0202 Mosquito vision: molecular evolution and functional characterization of the opsins in Anopheles gambiae and Aedes aegypti

Monday, December 14, 2009: 8:51 AM
Room 205, Second Floor (Convention Center)
Gloria I. Giraldo-Calderon , Department of Entomology, Purdue University, West Lafayette, IN
Michael J. Zanis , Department of Botany and Plant Pathology, Purdue University, West Lafayette, IN
Catherine HIll , Department of Entomology, Purdue University, West Lafayette, IN
A novel strategy to reduce incidence of vector-borne diseases involves manipulating mosquito vision to disrupt mating, host detection or oviposition. An understanding of mosquito vision is fundamental to explore the feasibility of this approach.

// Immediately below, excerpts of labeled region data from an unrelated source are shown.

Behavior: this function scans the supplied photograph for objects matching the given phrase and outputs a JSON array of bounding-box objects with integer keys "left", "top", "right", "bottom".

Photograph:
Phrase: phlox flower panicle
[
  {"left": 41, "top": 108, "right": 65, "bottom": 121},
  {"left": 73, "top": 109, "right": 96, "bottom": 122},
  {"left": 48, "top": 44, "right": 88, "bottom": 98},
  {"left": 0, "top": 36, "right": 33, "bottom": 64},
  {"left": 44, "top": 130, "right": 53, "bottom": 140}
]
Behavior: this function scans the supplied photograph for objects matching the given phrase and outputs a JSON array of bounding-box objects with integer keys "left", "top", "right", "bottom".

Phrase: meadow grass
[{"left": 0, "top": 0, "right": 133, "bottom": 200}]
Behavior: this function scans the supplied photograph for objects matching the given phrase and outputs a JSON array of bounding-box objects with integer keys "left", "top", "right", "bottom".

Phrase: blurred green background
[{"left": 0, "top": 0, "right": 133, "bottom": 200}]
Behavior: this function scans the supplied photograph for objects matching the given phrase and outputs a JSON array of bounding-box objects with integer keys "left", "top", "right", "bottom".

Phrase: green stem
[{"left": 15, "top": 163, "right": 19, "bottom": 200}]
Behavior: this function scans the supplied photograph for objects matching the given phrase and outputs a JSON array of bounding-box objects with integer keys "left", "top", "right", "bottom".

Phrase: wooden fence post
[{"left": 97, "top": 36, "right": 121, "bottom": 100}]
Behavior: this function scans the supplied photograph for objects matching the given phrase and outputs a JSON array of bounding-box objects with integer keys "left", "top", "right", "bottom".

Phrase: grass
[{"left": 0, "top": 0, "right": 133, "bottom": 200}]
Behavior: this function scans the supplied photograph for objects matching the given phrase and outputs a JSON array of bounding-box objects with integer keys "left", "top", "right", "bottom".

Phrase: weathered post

Opsins are proteins that interact with photons to initiate a phototransduction signaling cascade, involved with a visual response. Typically, insects have three classes of opsins to visualize ultraviolet, short, or long light wavelengths and a pteropsin gene, which is believed to regulate circadian rhythm. Previously, we identified 11 and 10 opsin genes in Anopheles gambiae and Aedes aegypti, respectively. Here, newly available expressed sequence tag (EST) data and homology-based analyses were used to improve opsin annotations. Analysis of A. aegypti revealed that all opsins are expressed in all sexes and stages, the exception being op 5 which is expressed only in females. Expression of all opsins except op7 and op11 was confirmed in A. gambiae adults using a real time quantitative RT-PCR approach. In situ hybridization of op3 and op8 in the eye of A. aegypti was consistent with that reported for orthologs in Drosophila melanogaster. Phylogentic analyses using ~300 opsin gene sequences from invertebrates and vertebrates revealed that mosquitoes have orthologs of the three visual opsins and the non-visual pteropsin. Long wavelength opsins have expanded in mosquitoes; perhaps this is tied to their visual needs during periods of low light intensity when they are most active. Future research is aimed at characterizing the spectral sensitivity of mosquitoes opsins.